古林 設立当初は、なかなか仕事を受注することができませんでしたね(笑)。その後、配信中の『ドラゴンクエストX 冒険者のおでかけ超便利ツール』の手伝いをすることになりました。このツールは、当初はスクウェア・エニックスさんの内部で作っていたのですが、弊社にお声掛けいただきまして、なんとかいいものを作ることができました。そこはスクウェア・エニックスさんには、本当に感謝しています。
高橋 いちばん大きかったのは、『DQX』を作っているときに、スクウェア・エニックスさん側が、オルカのプログラマーなど、スタッフのことを非常に信頼してくださったことです。また、『ドラゴンクエストX 冒険者のおでかけ超便利ツール』は『DQX』の仕様がわからないと作れないほど複雑で、他社さんが作るのは難しかったと思います。それまで緊密にやらせてきていただいてきたおかげで、オルカのプログラマーは内部仕様も理解していましたし、そうした事情もあり、作らせていただいています。いまは、アプリでできることが本当に増えましたからね。
 このアプリを作った2年前くらい前、そのころは「『DQX』のユーザーさんが、外でも何かしら遊んでもらうことができれば」程度の考えだったのですが、実際に配信すると、多くのユーザーさんに楽しんでくれました。そこで、最初はシンプルな作りだったものを、さまざまなアイデアを入れることで、いまでは単体のアプリとしては十分な機能にまで充実させました。そのおかげでもありますが、スクウェア・エニックスさんとさらに密にお仕事をやらせていただけましたから、より近しい関係になれました。

――おふたりの現在の具体的な業務を教えてください。
古林 メインの仕事としては『DQX』の業務に携わっています。先ほどの『ドラゴンクエストX 冒険者のおでかけ超便利ツール』もそうですね。
高橋 私は、『ドラゴンクエスト』シリーズのプロジェクトの制作業務を担当しています。今回は、現在担当しているプロジェクトに向け、新たにプランナーを募集することになりました。
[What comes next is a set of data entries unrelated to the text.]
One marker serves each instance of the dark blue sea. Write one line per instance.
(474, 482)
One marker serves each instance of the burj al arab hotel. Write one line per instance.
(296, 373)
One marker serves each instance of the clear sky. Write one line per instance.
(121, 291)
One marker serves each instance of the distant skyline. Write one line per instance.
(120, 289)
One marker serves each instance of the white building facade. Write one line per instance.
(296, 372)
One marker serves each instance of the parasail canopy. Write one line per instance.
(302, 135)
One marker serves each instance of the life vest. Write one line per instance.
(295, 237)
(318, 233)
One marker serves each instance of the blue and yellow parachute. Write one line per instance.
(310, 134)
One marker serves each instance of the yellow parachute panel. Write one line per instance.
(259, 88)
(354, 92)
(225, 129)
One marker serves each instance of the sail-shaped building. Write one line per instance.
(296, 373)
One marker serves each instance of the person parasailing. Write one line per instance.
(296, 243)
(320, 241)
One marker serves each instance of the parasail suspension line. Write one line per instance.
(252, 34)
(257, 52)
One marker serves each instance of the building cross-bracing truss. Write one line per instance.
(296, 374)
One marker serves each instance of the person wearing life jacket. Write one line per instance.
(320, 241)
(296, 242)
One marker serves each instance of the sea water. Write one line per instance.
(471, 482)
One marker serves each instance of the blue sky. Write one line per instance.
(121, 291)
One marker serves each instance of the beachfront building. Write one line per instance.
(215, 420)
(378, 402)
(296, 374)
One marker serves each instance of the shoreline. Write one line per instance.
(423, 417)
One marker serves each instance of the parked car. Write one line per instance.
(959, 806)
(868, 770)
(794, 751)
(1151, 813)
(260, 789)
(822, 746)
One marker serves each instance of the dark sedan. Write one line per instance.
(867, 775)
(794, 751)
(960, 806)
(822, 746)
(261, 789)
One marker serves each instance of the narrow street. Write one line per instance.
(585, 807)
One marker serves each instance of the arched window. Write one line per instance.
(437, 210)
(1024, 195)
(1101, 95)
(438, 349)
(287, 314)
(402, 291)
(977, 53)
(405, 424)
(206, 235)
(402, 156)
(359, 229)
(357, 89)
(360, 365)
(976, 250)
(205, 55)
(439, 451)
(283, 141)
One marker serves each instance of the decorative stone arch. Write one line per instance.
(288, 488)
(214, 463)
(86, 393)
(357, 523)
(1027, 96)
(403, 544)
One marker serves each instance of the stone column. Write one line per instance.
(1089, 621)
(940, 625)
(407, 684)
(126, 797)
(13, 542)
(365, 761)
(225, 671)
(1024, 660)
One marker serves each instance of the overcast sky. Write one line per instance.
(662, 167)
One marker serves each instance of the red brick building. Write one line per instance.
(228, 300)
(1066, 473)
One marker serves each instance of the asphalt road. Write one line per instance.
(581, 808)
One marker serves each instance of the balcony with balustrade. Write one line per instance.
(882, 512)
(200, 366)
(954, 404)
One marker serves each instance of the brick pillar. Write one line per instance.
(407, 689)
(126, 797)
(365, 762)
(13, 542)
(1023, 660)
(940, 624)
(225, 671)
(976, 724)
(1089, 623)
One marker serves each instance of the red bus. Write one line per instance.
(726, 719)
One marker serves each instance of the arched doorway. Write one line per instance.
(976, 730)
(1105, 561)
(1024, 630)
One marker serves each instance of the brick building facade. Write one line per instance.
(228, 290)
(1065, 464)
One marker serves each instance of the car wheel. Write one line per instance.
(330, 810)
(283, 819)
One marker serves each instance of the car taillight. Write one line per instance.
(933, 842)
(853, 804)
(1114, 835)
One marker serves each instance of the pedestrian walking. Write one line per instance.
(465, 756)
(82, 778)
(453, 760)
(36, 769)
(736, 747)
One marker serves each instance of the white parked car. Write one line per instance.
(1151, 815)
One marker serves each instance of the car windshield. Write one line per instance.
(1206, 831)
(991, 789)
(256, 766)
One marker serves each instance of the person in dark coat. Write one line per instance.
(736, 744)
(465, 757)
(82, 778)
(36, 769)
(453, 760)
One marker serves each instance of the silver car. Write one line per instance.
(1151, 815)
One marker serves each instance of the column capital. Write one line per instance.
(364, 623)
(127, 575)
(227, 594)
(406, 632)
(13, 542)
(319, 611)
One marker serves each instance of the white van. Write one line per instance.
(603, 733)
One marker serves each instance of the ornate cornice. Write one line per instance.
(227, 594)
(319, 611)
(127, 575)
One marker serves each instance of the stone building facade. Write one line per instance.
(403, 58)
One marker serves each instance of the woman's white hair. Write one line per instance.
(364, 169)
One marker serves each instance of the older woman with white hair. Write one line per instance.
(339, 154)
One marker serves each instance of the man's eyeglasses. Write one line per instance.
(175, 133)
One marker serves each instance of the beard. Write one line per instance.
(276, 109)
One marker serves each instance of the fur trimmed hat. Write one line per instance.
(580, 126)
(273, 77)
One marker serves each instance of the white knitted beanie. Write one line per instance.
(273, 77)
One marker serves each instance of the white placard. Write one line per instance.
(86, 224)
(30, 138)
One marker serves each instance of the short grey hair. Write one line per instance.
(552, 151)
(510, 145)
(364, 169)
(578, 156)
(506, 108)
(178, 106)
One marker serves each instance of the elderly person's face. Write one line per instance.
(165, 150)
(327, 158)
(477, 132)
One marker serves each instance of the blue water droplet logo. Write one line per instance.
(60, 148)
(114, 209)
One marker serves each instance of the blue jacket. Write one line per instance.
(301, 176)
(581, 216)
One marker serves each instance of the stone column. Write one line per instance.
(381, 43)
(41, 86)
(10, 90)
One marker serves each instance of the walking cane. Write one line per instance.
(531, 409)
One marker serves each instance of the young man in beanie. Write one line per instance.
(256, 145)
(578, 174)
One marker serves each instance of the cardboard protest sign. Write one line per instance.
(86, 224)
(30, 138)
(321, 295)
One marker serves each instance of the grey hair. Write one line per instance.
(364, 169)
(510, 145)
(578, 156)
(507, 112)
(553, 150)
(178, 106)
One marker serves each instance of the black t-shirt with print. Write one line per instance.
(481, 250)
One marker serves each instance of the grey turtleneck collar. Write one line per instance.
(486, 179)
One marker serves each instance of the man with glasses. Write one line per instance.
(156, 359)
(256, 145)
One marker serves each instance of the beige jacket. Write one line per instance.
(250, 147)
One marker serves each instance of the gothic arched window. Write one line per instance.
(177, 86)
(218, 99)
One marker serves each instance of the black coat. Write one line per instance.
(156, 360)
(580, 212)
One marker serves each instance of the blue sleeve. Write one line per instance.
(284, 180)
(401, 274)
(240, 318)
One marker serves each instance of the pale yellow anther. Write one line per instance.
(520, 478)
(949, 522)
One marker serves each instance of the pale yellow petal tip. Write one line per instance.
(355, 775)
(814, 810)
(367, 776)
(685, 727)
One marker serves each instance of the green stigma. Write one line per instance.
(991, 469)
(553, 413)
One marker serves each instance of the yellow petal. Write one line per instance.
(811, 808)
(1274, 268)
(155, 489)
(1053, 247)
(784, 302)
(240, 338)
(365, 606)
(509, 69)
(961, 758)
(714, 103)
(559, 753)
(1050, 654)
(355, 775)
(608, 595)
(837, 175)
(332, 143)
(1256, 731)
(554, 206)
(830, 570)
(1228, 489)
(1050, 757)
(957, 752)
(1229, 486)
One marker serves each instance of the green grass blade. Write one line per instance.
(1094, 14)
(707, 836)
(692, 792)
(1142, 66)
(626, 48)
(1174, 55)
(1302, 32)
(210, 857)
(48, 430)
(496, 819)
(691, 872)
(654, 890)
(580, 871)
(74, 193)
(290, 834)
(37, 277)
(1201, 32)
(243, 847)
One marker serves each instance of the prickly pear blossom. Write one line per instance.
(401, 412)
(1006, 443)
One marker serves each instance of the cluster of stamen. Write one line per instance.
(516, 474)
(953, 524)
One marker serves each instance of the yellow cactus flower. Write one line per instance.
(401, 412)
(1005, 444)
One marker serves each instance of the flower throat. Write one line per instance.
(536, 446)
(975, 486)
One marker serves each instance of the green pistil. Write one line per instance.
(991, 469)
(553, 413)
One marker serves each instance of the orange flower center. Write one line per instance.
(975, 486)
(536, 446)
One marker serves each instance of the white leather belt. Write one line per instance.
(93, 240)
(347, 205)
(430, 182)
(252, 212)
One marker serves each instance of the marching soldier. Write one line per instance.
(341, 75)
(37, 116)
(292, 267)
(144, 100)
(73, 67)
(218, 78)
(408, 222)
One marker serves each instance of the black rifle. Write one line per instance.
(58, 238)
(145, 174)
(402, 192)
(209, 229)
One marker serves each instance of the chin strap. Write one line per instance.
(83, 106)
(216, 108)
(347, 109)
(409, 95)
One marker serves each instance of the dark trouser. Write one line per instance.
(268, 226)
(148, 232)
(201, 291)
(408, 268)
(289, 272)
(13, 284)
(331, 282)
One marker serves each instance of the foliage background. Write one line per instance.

オルカのスタッフはプログラマーが約7割を占めているので、なかなか1本のソフトを内部で作ることは難しいのです。この機会に、プランナーやデザイナーといったスタッフを募集し、会社を強化することになりました。大絶賛募集中です(笑)。
古林 いまのプロジェクトは立ち上がったばかりの状態ですので、とくにプランナーの力が必要です。このプロジェクトをおもしろそうだなと思わせるために、プランナーのプレゼン能力や発想などが欲しいですね。
高橋 私も古林も40歳を超えていますし、オルカのスタッフの年齢層はやや高めです。中心メンバーはゲーム業界の経験が長いですし、30代後半から40代が多くなっています。そうした経験からくるゲームの作りかたもあれば、逆に20代の若いクリエイターは全然違ったゲームの捉えかたをしていると思います。そういったセンスは、世代間ギャップと言いますか、自分たちにはわからない部分がありますよね。そうした若いクリエイターたちに、活躍の場を用意することができると思います。現役バリバリで安定した仕事ができるプランナーの方はもちろんのこと、我々オルカという会社が今後成長していくために、より柔軟な発想を持ったプランナーの方に加わっていただき、現在とは違うゲームの作りかたやアイデアで力を発揮していただけるとうれしいです。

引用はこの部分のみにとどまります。